Earlier this month, the Trump administration rescinded these illegal “voluntary” resolution agreements.
This historic step deserves more attention and praise.
By squelching those extortive requirements, Secretary of
Education Linda McMahon has confirmed that the department has no authority to
impose gender ideology in schools across the country and that it will not
enforce those provisions of existing resolution agreements that attempt to do
so.
Current and former Education Department officials can
cite no other instance in which a resolution agreement has been withdrawn.
The unprecedented nature of the OCR’s revocation of these resolution agreements
arises from the unprecedented rewriting of federal civil rights law by two
previous administrations in furtherance of gender ideology.

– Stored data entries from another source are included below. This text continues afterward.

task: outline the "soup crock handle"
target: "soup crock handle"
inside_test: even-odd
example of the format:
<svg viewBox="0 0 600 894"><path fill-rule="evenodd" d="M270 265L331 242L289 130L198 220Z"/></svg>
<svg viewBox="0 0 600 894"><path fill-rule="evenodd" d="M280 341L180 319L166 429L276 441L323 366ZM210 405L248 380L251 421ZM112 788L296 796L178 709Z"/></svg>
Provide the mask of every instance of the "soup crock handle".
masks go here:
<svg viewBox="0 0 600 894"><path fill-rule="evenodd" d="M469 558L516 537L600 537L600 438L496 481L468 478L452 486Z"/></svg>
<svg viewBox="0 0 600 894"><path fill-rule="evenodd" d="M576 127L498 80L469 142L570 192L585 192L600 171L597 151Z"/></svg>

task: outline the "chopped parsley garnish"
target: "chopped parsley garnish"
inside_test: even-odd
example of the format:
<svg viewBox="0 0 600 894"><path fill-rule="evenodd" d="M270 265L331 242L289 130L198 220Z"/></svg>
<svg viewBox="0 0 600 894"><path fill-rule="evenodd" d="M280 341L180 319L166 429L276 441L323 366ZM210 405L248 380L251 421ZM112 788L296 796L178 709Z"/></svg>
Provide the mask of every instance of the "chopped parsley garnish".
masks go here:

Between 1972 and 2015, no administration had thought to
interpret Title IX to prohibit discrimination based on “gender identity.” That
understanding of what “sex” means changed in the lame-duck Obama years and
during the unabashedly “intersectionalist” Biden administration, which issued
regulations in 2024 that would have forced every public K–12 school across the
country to eliminate sex-separated spaces such as bathrooms and locker rooms in
favor of access based on gender identity. The Education Department has now
ended that indefensible interpretation of Title IX, which has been blocked by numerous federal courts and the Supreme Court. These rulings recognized that it is for
Congress to define what kind of discrimination is prohibited under federal law.

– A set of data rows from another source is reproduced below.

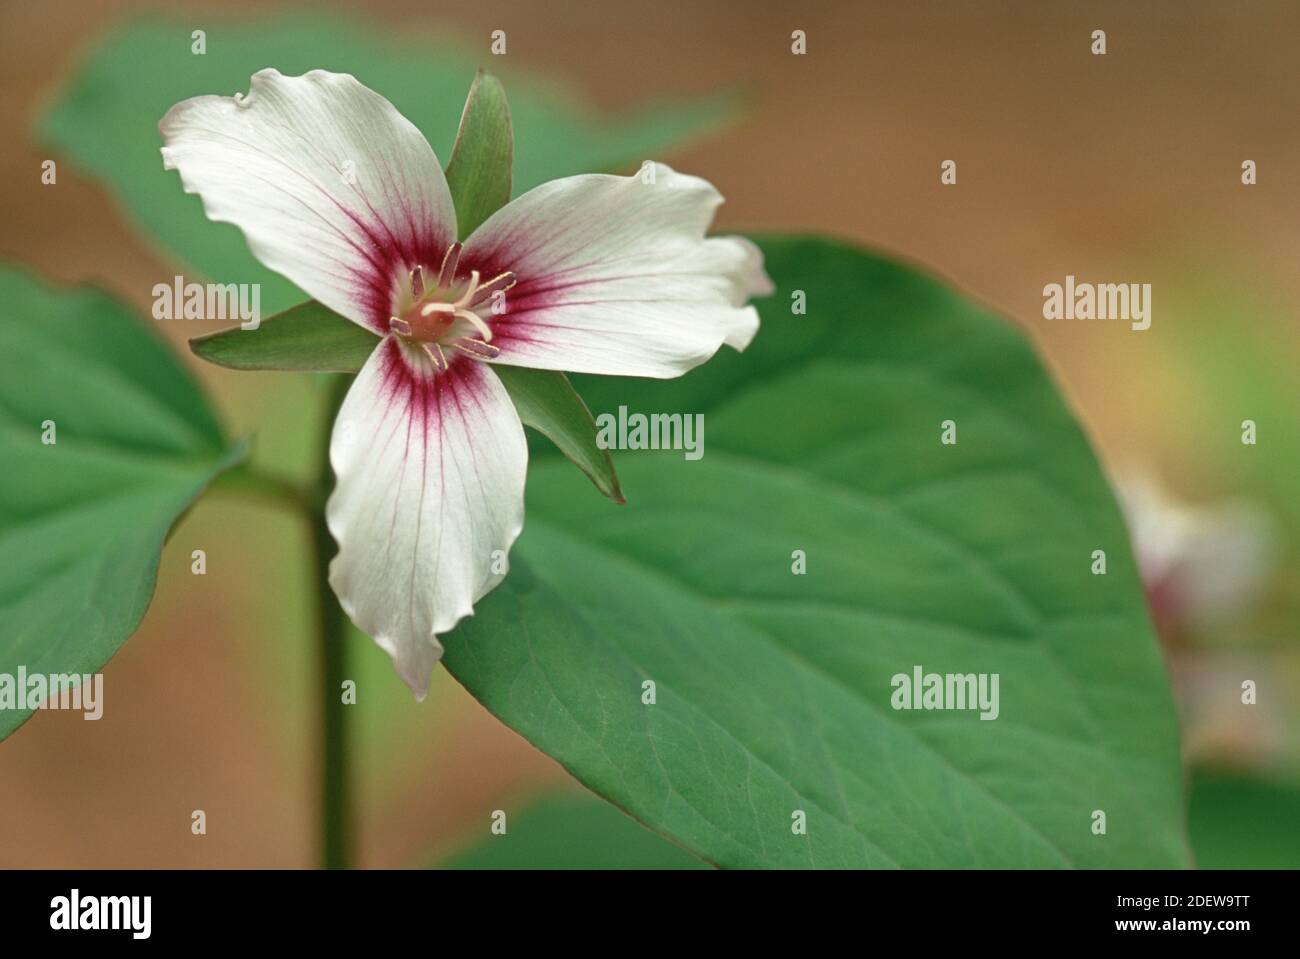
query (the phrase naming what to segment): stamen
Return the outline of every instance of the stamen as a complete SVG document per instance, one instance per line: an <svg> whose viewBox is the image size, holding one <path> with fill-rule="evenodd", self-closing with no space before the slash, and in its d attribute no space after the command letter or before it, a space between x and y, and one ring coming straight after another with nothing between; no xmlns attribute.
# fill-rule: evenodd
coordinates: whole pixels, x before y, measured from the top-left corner
<svg viewBox="0 0 1300 959"><path fill-rule="evenodd" d="M482 340L453 340L451 345L462 353L468 353L479 360L490 360L501 355L500 347L493 346L491 343L484 343Z"/></svg>
<svg viewBox="0 0 1300 959"><path fill-rule="evenodd" d="M460 266L460 251L463 244L453 243L447 247L447 253L442 258L442 269L438 271L438 289L451 286L451 281L456 278L456 268Z"/></svg>
<svg viewBox="0 0 1300 959"><path fill-rule="evenodd" d="M465 292L460 295L455 304L457 310L464 309L474 300L474 294L478 292L478 270L469 271L469 286L465 287Z"/></svg>
<svg viewBox="0 0 1300 959"><path fill-rule="evenodd" d="M491 342L492 331L488 328L488 325L483 322L483 317L479 316L473 310L457 310L456 316L459 316L462 320L468 320L470 325L473 326L474 329L478 330L479 335L482 336L483 339Z"/></svg>
<svg viewBox="0 0 1300 959"><path fill-rule="evenodd" d="M412 267L409 271L409 279L414 306L411 309L418 312L392 316L388 320L389 330L419 343L439 372L447 369L447 356L442 346L454 347L480 359L492 358L500 353L496 347L489 345L492 340L492 328L475 312L475 306L488 296L508 290L515 284L515 275L509 271L499 273L487 283L483 283L482 274L478 270L470 270L468 279L460 289L460 294L450 302L441 299L440 295L448 296L458 286L456 273L460 269L463 248L464 245L461 243L453 243L447 247L447 252L442 258L442 266L438 270L436 284L431 284L429 278L425 276L423 264ZM425 302L425 297L428 296L433 296L434 299ZM425 322L426 319L429 322ZM457 320L473 327L474 332L461 337L461 334L465 334L466 331L464 326L456 327ZM474 334L477 334L477 337ZM453 336L461 338L448 342Z"/></svg>
<svg viewBox="0 0 1300 959"><path fill-rule="evenodd" d="M496 276L492 277L492 279L488 280L486 283L484 283L482 286L478 288L478 294L476 299L474 301L471 301L468 305L477 306L479 302L486 300L492 294L498 292L504 293L506 290L510 289L518 282L519 281L515 278L515 275L511 273L509 270L507 270L505 273L498 273Z"/></svg>
<svg viewBox="0 0 1300 959"><path fill-rule="evenodd" d="M439 373L447 372L447 355L442 352L442 347L437 343L422 343L425 355L433 361L433 368Z"/></svg>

But the importance of the OCR’s rescission of these
resolution agreements lies not just in ending unlawful government overreach. It
is vital to recognize that, although the Education Department has changed
hands, many states, from California to Maine, continue to enforce gender
ideology in state law.
In Minnesota, girls who counted on sex-separated sports must
surrender their safety and dignity by competing against boys who identify as
female. In Maryland, students once protected from unauthorized
bathroom access who object to using their sex-separated locker room in the
presence of a member of the opposite sex must now either stay silent or request
to use a less-convenient, single-user space. California bars parents from knowing whether their children
are sharing a bedroom on a school-sponsored trip with male or female students
or adult staff members. Other states mimic these requirements.

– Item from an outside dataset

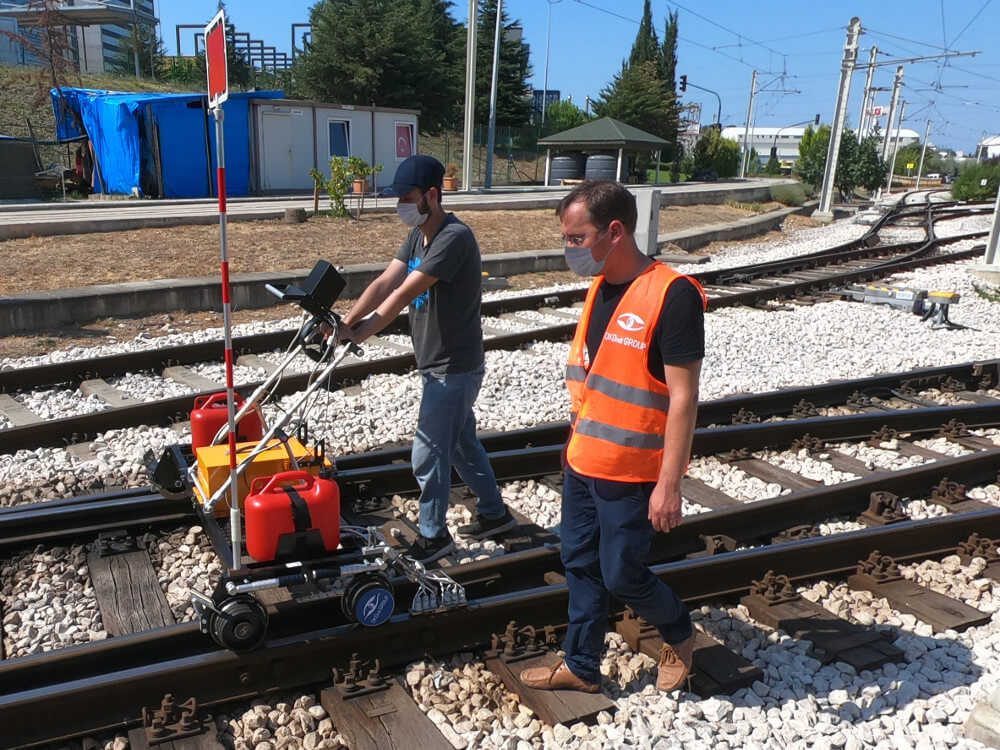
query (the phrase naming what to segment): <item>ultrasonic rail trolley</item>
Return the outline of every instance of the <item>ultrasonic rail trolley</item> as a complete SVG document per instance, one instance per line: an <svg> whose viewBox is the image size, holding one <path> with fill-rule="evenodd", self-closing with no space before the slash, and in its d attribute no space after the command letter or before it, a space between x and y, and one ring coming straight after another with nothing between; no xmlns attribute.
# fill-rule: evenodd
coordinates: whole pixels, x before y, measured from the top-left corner
<svg viewBox="0 0 1000 750"><path fill-rule="evenodd" d="M417 586L410 614L465 605L461 585L394 549L378 528L342 524L335 463L326 456L323 441L311 445L308 439L305 420L318 390L349 352L362 353L353 343L336 351L341 322L332 308L345 284L332 265L320 261L301 288L267 285L280 299L297 302L307 315L277 369L245 400L234 399L239 407L238 515L231 516L227 501L231 475L228 421L221 418L227 413L225 394L221 402L218 394L196 401L192 443L171 445L159 457L147 455L154 488L194 503L225 564L212 595L195 592L192 599L202 631L233 651L254 649L266 636L267 610L254 593L263 589L321 582L340 596L345 617L367 627L383 624L396 610L394 577ZM292 403L279 408L280 415L268 426L261 407L302 353L314 362L309 385L291 396Z"/></svg>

This blue-state dysfunction places school districts in an
awkward position of having to choose between complying with state law or Title
IX. But just as Title IX does not allow federal authorities to force
schools to accept gender ideology, it certainly doesn’t permit state or
local agencies to require that their schools discriminate. Title IX applies
to all federally funded educational agencies and institutions, whether located
in a red state or a blue state. Under the Constitution, Title IX reigns
supremely on these issues.
The Trump administration should follow up its welcome
rescission of lawless resolution agreements with a regulatory proposal to
rescind the Biden administration’s indefensible 2024 Title IX regulations and
replace them with new rules that protect students, families, and teachers
against the harms of gender ideology. Such regulations would clarify that sex is binary and biological and would
prohibit schools and colleges from requiring students to cede their privacy,
safety, or dignity in sports or private spaces as a condition of equal access
to educational opportunities. Such rulemaking could also serve as a model for Congress to
enact statutory reforms that would prevent future administrations from
exploiting Title IX to advance gender ideology.